General rules are language-dependent rules for the use of contractions that are intended to make braille more readable. General rules over-ride particular ones. Here are two of the several dozen general rules for contracted English braille:

  1. Contractions may be used where the print letters would overlap a minor syllable division, e.g. the contraction for in is used in tiny. However, contractions should not be used if they would overlap a major syllable division, e.g. the contraction for in is not used in binomial and that for dis is not used in dishevel.
  2. Where a choice must be made between two consecutive contractions, preference should be given to the one which more nearly indicates correct pronunciation, e.g. the contraction for spirit rather than the one for dis is used in translating dispirited.

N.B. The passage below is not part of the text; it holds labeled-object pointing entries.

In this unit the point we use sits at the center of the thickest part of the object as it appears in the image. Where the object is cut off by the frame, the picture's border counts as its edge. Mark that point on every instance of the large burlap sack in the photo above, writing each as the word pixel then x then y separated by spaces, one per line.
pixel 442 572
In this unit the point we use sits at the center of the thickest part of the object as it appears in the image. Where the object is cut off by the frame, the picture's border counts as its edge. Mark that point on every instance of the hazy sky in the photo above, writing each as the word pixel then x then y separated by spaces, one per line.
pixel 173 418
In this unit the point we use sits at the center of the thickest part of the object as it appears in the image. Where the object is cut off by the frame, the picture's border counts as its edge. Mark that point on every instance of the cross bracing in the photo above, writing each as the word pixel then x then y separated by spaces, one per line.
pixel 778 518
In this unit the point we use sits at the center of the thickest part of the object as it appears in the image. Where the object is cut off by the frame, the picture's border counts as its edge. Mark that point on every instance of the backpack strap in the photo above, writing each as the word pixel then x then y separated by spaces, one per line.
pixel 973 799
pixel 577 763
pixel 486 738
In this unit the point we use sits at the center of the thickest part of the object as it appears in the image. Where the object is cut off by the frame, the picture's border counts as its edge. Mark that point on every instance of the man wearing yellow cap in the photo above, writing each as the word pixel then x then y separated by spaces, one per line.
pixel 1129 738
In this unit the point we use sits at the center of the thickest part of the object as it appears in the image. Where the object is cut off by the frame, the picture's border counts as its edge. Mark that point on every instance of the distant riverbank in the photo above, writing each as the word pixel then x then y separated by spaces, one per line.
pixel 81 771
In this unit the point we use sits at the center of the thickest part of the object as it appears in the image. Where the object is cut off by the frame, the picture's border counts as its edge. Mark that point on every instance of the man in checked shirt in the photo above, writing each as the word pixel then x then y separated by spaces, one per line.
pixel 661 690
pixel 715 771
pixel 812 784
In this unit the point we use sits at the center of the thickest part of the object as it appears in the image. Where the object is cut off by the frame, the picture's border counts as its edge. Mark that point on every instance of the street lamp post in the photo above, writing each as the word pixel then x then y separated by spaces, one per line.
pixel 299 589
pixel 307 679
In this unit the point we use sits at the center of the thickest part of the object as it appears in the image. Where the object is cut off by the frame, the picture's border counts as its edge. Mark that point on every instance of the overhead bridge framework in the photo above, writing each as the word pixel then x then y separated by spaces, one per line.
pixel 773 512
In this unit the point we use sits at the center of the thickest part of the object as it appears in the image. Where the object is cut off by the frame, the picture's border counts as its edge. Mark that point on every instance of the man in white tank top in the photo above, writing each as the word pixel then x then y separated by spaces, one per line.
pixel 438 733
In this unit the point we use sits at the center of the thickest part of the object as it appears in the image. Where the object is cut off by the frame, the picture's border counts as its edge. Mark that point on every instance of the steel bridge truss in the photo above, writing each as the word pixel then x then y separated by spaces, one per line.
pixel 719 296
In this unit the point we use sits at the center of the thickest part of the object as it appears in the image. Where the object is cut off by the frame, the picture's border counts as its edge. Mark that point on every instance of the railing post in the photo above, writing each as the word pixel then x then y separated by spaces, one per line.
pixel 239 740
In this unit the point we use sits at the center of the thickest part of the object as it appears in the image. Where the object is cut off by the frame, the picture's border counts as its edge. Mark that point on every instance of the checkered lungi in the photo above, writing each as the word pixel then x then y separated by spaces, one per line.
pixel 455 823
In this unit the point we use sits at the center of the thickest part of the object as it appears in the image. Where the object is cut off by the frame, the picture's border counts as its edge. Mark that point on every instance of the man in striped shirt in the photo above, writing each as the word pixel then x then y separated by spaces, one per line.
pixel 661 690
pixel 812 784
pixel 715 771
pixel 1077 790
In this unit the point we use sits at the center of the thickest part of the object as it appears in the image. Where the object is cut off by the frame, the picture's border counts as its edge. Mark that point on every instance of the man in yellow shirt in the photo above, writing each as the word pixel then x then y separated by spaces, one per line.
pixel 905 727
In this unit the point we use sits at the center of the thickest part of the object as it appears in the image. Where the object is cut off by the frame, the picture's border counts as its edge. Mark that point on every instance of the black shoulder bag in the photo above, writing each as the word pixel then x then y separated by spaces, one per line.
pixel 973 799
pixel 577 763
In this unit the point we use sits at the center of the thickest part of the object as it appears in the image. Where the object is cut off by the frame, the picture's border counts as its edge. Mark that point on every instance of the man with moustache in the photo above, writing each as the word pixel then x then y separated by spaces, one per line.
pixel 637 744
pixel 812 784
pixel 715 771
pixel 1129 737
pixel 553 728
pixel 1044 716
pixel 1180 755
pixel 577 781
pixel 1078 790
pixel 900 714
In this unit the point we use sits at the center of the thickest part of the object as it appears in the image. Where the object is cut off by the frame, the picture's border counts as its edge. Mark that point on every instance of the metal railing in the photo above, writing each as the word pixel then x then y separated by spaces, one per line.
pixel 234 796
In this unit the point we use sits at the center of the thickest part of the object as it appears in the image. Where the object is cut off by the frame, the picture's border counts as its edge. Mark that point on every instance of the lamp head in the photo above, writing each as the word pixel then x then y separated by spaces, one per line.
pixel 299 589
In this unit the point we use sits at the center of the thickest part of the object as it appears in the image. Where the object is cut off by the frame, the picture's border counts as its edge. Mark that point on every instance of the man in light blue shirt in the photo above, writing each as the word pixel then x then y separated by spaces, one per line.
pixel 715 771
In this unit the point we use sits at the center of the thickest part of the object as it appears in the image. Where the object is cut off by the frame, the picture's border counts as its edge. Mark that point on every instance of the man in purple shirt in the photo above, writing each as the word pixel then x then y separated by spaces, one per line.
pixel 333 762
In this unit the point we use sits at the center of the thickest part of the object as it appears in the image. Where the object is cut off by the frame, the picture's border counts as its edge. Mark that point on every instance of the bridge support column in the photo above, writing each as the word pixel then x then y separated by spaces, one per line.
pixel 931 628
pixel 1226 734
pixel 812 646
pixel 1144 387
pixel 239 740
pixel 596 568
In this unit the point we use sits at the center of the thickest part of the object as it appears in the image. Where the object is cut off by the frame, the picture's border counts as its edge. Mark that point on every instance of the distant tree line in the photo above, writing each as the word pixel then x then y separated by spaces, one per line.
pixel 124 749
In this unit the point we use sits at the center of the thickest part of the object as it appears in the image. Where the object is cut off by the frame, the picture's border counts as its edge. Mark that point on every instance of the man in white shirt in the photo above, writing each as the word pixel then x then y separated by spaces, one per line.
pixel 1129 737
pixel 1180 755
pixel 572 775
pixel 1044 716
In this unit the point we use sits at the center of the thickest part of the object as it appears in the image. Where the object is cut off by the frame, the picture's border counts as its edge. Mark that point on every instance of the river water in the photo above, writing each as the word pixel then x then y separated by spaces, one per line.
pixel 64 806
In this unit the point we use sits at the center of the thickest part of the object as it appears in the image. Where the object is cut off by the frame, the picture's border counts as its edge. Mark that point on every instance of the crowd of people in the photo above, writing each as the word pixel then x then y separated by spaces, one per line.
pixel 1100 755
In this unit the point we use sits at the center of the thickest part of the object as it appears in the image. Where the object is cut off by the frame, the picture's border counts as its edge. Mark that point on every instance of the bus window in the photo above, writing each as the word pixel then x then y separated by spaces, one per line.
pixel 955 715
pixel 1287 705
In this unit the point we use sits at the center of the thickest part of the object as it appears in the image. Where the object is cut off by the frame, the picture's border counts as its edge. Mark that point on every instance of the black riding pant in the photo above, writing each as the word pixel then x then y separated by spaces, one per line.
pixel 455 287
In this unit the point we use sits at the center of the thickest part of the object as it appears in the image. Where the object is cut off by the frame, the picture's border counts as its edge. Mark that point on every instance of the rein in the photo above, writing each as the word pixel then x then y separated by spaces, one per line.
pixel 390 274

By the way, reasonable people can and often do disagree on the application of the rules to certain words. Moreover, the same rules for English braille are often interpreted differently in the US and UK.

Introduction to Automated Translation of Print to Contracted Braille

Much of the past effort in automating braille translation has focused on translating print to contracted literary braille. Less attention has been paid to automating the translation of mathematics and other technical material. It is not entirely clear why this is the case. It may be in part because translation to contracted braille was the first problem that seemed amenable to automation. Another reason may be because braille training materials and related information typically overemphasize contraction useage as being the defining characteristic of braille. In reality, as proponents of uncontracted literary braille well know, it is carefully-designed formatting conventions, indicator useage, and numerous specialized braille codes that make possible the capability of braille documents to accurately reflect printed information despite being limited to only 63 unstyled braille cells.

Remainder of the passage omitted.